We are using CDI with CMT (container managed transactions) to connect to the database in the web app and mark methods called from the front-end that require a transaction with:<
It seems the easiest way to do this is by using a CDI Interceptor to catch the exceptions. We can define the CDI Interceptor as follows:
@InterceptorBinding
@Target({ElementType.METHOD, ElementType.TYPE})
@Retention(RetentionPolicy.RUNTIME)
public @interface TransactionDebugger {
}
Once we have defined the CDI Interceptor, we need to create class that is executed when the Interceptor annotation is used. We define an @AroundInvoke so that our code is called before the code in the method we annotate. invocationContext.proceed()
will call the method we annotate and give us the result (if any) it returned. So we can put a try, catch (Exception)
around this call to catch any kind of Exception that is thrown. Then we can log this exception using the logger (log4j used here), and re-throw the Exception so that any upstream code is also informed of it.
Re-throwing the Exception will also allow us to use CMT (Container Managed Transactions) as then ultimately the container will catch the Exception and throw a transaction RollbackException. However, you could easily use UserTransactions with this also and perform a manual rollback when an exception is caught instead of re-throwing it.
@Interceptor
@TransactionDebugger
public class TransactionInterceptor {
private Logger logger = LogManager.getLogger();
@AroundInvoke
public Object runInTransaction(InvocationContext invocationContext) throws Exception {
Object result = null;
try {
result = invocationContext.proceed();
} catch (Exception e) {
logger.error("Error encountered during Transaction.", e);
throw e;
}
return result;
}
}
Next we must include our new Interceptor in our beans.xml (generally located in src/META-INF), since Interceptors are not enabled by default in CDI. This must be done in ALL projects where the annotation is used, not just the project where the annotation is defined. This is because CDI initializes Interceptors on a per project basis:
<?xml version="1.0" encoding="UTF-8"?>
<beans xmlns="http://xmlns.jcp.org/xml/ns/javaee"
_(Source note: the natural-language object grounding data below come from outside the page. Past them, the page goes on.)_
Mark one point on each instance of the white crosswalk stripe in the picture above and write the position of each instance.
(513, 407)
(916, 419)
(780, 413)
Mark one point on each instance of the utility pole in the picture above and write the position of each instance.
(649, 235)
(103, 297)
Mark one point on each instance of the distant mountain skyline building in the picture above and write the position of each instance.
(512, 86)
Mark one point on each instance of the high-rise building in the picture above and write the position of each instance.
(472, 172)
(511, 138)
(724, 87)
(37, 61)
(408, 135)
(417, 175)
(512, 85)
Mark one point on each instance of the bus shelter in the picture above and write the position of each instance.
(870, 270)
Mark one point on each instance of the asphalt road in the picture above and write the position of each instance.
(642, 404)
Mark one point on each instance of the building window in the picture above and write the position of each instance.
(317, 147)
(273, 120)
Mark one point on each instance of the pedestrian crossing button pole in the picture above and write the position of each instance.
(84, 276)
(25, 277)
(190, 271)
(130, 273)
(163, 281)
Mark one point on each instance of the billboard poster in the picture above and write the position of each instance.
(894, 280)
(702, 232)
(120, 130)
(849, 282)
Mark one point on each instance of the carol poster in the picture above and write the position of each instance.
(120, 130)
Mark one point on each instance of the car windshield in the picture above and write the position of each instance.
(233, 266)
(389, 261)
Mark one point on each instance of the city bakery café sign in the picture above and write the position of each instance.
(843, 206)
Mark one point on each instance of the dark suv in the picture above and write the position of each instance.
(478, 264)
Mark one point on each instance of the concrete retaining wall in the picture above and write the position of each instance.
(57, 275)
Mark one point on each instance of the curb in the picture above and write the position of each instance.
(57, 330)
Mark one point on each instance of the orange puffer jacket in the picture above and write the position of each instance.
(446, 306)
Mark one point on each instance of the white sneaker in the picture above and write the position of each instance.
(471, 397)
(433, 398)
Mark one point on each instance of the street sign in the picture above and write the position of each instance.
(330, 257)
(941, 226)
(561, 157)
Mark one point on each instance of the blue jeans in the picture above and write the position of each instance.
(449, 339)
xmlns:xsi="http://www.w3.org/2001/XMLSchema-instance"
xsi:schemaLocation="http://xmlns.jcp.org/xml/ns/javaee
http://xmlns.jcp.org/xml/ns/javaee/beans_1_1.xsd"
version="1.1" bean-discovery-mode="all">
<interceptors>
<class>package.database.TransactionInterceptor</class>
</interceptors>
</beans>
Finally, we must annotate the methods that we call with our new CDI Interceptor. Here we annotate them with @Transactional to start a transaction, and @TransactionDebugger to catch any Exception that occurs within the transaction:
@Transactional @TransactionDebugger
public void init() {
...
}
This will now log ANY error that occurs while executing the init() code. The logging granularity can be changed by changing the try, catch from Exception to a sub-class of Exception in the Interceptor implementation class TransactionInterceptor.
The TransactionalException
is thrown at the commit time, i.e. after your code has been fully executed. Since the transaction is marked for rollback, commit cannot take place and the exception is thrown.
However, the transaction was marked for rollback sometime during the execution. I assume you do not mark it for rollback manually, therefore an exception must have been thrown. The exception is either a RuntimeException
or it is annotated with @ApplicationException(rollback = true)
. Since you don't get this exception, the exception must have been caught somewhere. Are you sure you do not catch exceptions thrown from a business method in your code?
To answer the question... No, I don't think it is possible to rethrow the original exception, because it is thrown at different time and place.